Unseen Hand
- First edition
- Author: Adam Zagajewski
- Original title: Niewidzialna ręka
- Translator: Clare Cavanagh
- Language: Polish
- Publisher: Znak
- Publication date: 2009
- Publication place: Poland
- Published in English: 2011
- Pages: 98
- ISBN: 978-83-240-1246-6

= Unseen Hand =

2009 poetry collection by Adam Zagajewski

Unseen Hand (Niewidzialna ręka) is a 2009 poetry collection by the Polish writer Adam Zagajewski. It was published in English in 2011 through Farrar, Straus and Giroux.

==Reception==
Stephan Delbos of The Prague Post wrote: "Unseen Hand shows the poet in a more mature state of mind than much of his earlier work, less of a political reactionary and more a settled poet musing on deep matters of the mind and heart. ... Despite the developments age and experience have brought to Zagajewski's poetry, the essential elements of his work remain the same, as do Zagajewski's favorite words: joy, praise, nettles, exile - all can be found on the pages of Unseen Hand.
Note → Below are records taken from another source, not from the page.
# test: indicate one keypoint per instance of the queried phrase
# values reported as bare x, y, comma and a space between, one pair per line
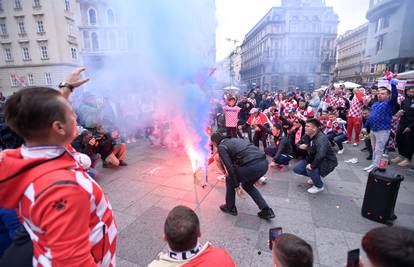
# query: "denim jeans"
337, 138
282, 159
247, 175
300, 168
378, 141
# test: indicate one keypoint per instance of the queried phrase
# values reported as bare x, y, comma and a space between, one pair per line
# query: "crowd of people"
47, 170
382, 118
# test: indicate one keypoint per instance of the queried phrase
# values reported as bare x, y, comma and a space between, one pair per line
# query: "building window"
17, 4
110, 16
71, 29
7, 54
92, 16
86, 40
95, 42
385, 22
67, 5
74, 53
40, 26
48, 77
13, 80
372, 68
380, 43
22, 29
25, 52
43, 52
30, 79
3, 29
130, 40
112, 40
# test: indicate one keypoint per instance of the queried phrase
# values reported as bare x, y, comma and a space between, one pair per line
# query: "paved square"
157, 179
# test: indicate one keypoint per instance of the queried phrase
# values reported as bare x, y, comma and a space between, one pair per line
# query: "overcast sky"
236, 17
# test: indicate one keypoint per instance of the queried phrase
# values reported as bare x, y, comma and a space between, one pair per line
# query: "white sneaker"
369, 167
369, 170
315, 190
262, 180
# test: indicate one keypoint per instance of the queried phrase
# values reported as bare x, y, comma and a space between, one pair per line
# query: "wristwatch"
67, 85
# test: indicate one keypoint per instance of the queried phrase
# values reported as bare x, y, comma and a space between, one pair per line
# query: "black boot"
225, 209
266, 214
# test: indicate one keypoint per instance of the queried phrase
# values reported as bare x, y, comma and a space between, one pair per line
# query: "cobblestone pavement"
157, 179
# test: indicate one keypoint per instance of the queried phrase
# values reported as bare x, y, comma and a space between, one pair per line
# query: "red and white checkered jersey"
65, 212
337, 126
231, 115
306, 113
355, 107
288, 106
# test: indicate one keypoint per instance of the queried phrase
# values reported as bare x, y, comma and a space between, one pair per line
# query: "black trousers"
247, 175
245, 129
231, 132
405, 142
260, 136
368, 145
20, 252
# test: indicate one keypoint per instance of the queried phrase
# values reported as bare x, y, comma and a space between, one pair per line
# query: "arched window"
92, 16
110, 16
95, 41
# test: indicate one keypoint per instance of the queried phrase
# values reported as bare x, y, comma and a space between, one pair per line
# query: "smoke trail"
159, 71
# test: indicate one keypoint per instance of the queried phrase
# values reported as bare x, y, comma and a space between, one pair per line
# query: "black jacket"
235, 152
407, 120
321, 155
81, 147
282, 143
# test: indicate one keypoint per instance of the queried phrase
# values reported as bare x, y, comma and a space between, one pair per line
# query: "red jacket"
212, 256
69, 219
261, 119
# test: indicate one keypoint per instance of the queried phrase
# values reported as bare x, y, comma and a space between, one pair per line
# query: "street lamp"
234, 42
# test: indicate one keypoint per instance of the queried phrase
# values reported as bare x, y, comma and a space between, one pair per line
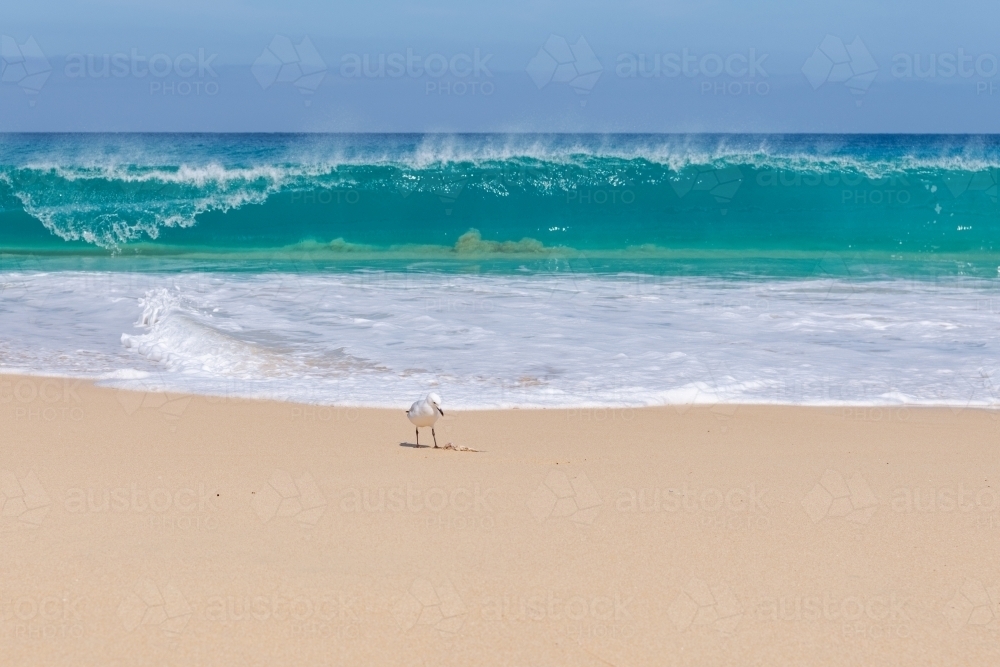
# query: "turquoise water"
499, 271
676, 205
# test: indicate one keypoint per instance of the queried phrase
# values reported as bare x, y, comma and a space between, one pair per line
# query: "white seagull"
425, 413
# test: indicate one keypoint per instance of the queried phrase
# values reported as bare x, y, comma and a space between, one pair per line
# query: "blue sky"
501, 66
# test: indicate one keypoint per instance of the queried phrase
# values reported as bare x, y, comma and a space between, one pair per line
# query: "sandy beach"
143, 529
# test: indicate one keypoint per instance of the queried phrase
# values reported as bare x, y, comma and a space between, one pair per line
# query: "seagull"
425, 413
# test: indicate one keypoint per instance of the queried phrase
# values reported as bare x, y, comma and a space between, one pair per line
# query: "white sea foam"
492, 341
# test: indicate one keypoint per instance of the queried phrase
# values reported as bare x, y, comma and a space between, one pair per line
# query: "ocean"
507, 270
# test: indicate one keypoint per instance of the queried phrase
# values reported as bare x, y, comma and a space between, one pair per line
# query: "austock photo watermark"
45, 617
978, 69
449, 74
171, 609
182, 75
162, 508
42, 400
739, 74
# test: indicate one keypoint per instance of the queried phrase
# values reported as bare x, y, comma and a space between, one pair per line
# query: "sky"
512, 66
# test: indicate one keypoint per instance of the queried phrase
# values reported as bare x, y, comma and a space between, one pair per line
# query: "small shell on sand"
459, 448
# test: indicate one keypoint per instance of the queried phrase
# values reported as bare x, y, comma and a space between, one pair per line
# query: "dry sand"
169, 530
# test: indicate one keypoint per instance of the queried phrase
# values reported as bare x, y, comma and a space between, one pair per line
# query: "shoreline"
10, 394
178, 529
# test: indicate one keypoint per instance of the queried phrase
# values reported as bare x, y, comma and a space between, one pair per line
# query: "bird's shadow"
413, 446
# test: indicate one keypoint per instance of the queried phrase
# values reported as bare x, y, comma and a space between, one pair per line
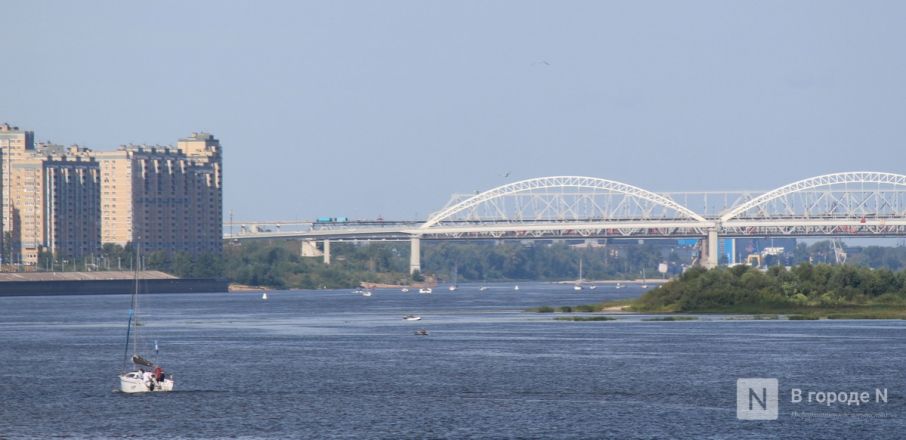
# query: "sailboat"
138, 380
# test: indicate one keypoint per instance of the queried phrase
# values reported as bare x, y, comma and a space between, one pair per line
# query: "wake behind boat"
140, 380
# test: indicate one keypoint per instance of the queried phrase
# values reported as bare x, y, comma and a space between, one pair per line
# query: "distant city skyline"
364, 110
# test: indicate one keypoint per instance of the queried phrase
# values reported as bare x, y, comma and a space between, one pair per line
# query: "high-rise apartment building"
169, 198
15, 145
70, 200
55, 203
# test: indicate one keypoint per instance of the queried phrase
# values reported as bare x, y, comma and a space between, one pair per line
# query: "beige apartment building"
55, 203
70, 200
169, 198
15, 145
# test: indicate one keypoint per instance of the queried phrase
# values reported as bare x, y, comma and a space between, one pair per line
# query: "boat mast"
138, 267
132, 311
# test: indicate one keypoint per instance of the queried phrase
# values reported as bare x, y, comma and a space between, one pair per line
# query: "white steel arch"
847, 201
545, 197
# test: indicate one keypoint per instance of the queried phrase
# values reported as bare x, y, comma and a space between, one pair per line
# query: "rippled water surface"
334, 364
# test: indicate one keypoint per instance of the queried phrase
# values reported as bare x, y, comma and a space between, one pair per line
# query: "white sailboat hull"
133, 383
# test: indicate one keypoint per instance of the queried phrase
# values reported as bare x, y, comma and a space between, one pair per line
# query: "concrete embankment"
103, 283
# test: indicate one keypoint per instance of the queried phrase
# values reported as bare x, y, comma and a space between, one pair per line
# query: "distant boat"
138, 380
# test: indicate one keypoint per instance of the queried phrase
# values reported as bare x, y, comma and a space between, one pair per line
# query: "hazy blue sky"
386, 108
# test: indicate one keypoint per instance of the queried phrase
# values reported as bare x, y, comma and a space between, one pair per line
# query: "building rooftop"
199, 136
83, 276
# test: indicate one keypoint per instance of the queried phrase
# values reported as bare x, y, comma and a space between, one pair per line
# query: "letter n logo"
756, 399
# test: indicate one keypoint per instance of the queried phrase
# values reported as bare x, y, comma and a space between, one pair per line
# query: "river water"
333, 364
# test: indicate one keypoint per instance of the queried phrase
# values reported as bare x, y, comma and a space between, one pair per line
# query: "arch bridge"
853, 204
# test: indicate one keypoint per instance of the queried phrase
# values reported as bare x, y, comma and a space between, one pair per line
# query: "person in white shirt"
146, 377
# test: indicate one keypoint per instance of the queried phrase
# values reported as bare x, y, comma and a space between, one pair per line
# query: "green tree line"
746, 289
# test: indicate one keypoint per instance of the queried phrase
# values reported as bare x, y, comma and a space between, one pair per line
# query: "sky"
367, 109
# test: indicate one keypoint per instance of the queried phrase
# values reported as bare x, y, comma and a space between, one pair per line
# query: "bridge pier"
309, 248
415, 257
710, 255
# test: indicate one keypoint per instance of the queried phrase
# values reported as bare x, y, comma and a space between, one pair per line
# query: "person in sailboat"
146, 377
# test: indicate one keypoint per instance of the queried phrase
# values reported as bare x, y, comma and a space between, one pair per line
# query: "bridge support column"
711, 257
326, 251
309, 248
415, 257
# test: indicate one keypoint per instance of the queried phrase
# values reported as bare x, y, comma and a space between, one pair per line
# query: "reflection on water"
336, 364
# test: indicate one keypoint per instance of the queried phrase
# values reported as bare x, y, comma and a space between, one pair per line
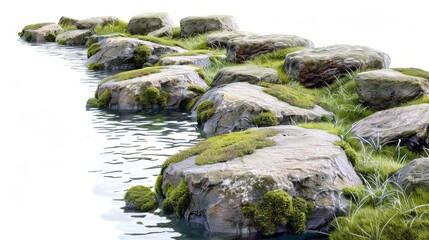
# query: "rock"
388, 88
67, 21
150, 24
409, 125
40, 33
91, 23
303, 162
201, 60
191, 26
322, 66
236, 105
241, 49
413, 175
221, 39
118, 53
73, 37
173, 80
247, 73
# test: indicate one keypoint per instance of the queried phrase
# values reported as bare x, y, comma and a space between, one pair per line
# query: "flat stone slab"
304, 162
322, 66
407, 124
194, 25
238, 103
388, 88
240, 49
248, 73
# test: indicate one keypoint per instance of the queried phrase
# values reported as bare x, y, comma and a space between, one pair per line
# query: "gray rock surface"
172, 79
238, 103
406, 124
90, 23
388, 88
40, 35
202, 24
414, 174
322, 66
118, 53
151, 24
240, 49
303, 162
248, 73
201, 60
74, 37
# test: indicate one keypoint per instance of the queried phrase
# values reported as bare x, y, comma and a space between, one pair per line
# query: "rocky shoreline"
301, 136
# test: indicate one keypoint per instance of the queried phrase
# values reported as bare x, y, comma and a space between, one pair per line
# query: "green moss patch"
289, 95
141, 198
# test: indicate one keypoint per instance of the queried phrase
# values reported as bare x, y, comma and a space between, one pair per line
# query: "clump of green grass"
141, 198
But here, Zagajewski's approach to these themes is more subtle than in earlier collections." Delbos ended the review: "Zagajewski is a master. Unseen Hand offers evidence of a deepening of his already-impressive gifts and a welcomed ability to live in moments of uncertainty. Let us hope his poems will continue to guide readers through their own moments of uncertainty for many books to come."